Serves: 6, with leftovers

Ingredients

6kg goose
3 tbsp olive oil
500g carrots, cut into large chunks
2 leeks, cut into large chunks
1 garlic bulb, halved widthways
500g onions, cut into thick wedges
2 tbsp sherry vinegar
120g unsalted butter, softened
1 lemon
20g pack thyme
20g pack rosemary
 

PINE NUT & RAISIN STUFFING

100g unsalted butter
2 small onions, finely chopped
2 garlic cloves, finely chopped
300g sausagemeat
300g fresh white breadcrumbs
1 large egg
handful sage leaves, finely chopped
½ tsp dried marjoram
½ tsp ground black pepper
100g pine nuts, toasted
90g raisins, chopped

GRAVY

1 shallot, finely sliced
1 garlic clove, sliced
2 tbsp plain flour
500ml red wine or port
500ml fresh chicken stock

Method

1 Preheat the oven to 190˚C, gas mark 5. Take the goose out of the fridge 1 hour before cooking to come to room temperature; remove the neck and giblets. Put the oil in a very large roasting tin; heat in the oven until piping hot. Carefully remove the tin and add the goose neck and vegetables; season. Drizzle over the vinegar, then put the goose in the centre, breast-side up.

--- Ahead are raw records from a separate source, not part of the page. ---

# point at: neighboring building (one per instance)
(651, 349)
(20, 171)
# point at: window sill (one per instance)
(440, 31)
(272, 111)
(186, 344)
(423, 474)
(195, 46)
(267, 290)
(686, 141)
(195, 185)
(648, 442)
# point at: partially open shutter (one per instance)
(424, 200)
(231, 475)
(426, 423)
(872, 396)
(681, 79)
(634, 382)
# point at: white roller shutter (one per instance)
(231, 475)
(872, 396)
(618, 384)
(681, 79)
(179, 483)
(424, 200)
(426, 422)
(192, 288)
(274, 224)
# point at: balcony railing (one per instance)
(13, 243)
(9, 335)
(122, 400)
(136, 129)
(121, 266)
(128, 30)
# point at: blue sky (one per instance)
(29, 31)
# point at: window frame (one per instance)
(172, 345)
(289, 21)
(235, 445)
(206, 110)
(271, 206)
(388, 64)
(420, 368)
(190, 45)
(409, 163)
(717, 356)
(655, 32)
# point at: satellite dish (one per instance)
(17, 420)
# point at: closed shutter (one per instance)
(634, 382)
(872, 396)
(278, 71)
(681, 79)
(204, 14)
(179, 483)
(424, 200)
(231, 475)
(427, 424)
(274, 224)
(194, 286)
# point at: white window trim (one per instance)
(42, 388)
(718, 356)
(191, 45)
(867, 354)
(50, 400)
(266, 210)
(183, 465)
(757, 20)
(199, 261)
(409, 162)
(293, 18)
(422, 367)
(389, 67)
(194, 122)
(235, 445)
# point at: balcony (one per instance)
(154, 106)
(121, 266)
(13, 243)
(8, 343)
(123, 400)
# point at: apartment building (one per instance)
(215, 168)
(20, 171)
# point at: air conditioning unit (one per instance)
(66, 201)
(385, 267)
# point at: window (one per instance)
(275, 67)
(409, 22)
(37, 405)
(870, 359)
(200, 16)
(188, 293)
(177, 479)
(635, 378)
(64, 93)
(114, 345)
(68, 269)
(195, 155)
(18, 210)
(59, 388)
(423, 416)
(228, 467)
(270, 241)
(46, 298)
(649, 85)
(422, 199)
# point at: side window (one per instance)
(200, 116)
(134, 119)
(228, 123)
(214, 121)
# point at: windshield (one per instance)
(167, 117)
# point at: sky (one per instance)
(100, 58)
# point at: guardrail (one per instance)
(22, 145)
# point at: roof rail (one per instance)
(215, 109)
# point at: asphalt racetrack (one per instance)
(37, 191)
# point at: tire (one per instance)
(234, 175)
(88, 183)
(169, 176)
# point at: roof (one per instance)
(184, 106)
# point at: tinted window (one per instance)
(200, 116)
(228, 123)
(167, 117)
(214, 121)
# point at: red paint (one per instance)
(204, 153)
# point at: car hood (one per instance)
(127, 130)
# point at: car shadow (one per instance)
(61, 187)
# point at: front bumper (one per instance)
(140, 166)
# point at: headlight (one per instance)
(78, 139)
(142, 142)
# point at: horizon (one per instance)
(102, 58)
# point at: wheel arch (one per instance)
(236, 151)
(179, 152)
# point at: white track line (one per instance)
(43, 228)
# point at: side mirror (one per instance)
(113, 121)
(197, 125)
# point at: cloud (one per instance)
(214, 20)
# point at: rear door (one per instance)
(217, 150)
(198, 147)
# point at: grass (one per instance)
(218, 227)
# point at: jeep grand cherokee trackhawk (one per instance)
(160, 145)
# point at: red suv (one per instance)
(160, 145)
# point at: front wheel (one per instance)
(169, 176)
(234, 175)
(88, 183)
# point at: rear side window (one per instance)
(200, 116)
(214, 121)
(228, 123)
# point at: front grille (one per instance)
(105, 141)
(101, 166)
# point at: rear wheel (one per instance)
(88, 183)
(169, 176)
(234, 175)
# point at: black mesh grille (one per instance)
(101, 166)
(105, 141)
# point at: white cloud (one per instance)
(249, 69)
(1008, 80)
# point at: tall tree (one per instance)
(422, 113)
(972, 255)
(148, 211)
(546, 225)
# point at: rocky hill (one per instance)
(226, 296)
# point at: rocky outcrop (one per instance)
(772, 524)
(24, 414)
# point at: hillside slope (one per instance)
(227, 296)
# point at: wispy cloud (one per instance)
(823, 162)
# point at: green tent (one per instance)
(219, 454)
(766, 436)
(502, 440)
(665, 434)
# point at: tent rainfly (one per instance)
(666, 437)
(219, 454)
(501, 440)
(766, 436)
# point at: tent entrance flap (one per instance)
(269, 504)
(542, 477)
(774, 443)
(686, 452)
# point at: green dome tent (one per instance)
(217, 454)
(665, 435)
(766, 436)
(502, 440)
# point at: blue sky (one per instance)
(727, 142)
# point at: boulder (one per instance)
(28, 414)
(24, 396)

2 Rub the goose skin generously with the butter and season. Squeeze over the juice from the lemon, then put the lemon in the cavity, along with the thyme and ½ of the rosemary. Chop the remaining rosemary leaves and scatter over.

3 Cover the tin tightly with foil and roast for 3 hours, removing the foil after 2 hours 30 minutes. Every 45 minutes, baste the bird, toss the vegetables and spoon off the excess fat (reserve, if liked).

4 Meanwhile, prepare the stuffing. Heat the butter in a large frying pan until foaming, add the onions and garlic, season and cook over a gentle heat for 15-20 minutes, until soft but not brown. Cool completely, then mix with the remaining ingredients in a bowl until combined. Roll into tight balls, about 2-3cm in diameter.

5 Put the stuffing balls around the uncovered bird and roast for a final 30 minutes, until the thickest part of the goose is piping hot and the juices run clear. Use a meat thermometer to check the goose is cooked. If the thickest part of the bird reaches 75˚C, you’re good to go. Transfer the bird and cooked stuffing to a warm plate or dish, cover loosely with foil and allow to rest for at least 30 minutes before carving.

6 For the gravy, pour off (and reserve) the excess fat from the tin. Put the tin on the hob over a high heat, add the shallot, garlic and giblets, if liked. Sprinkle the flour over the tin and stir for 1-2 minutes. Add the wine or port and simmer vigorously to reduce by half, then pour in the chicken stock. Strain everything through a sieve into a clean saucepan (discard the solids) and simmer vigorously until syrupy. Season and serve with the carved goose and stuffing.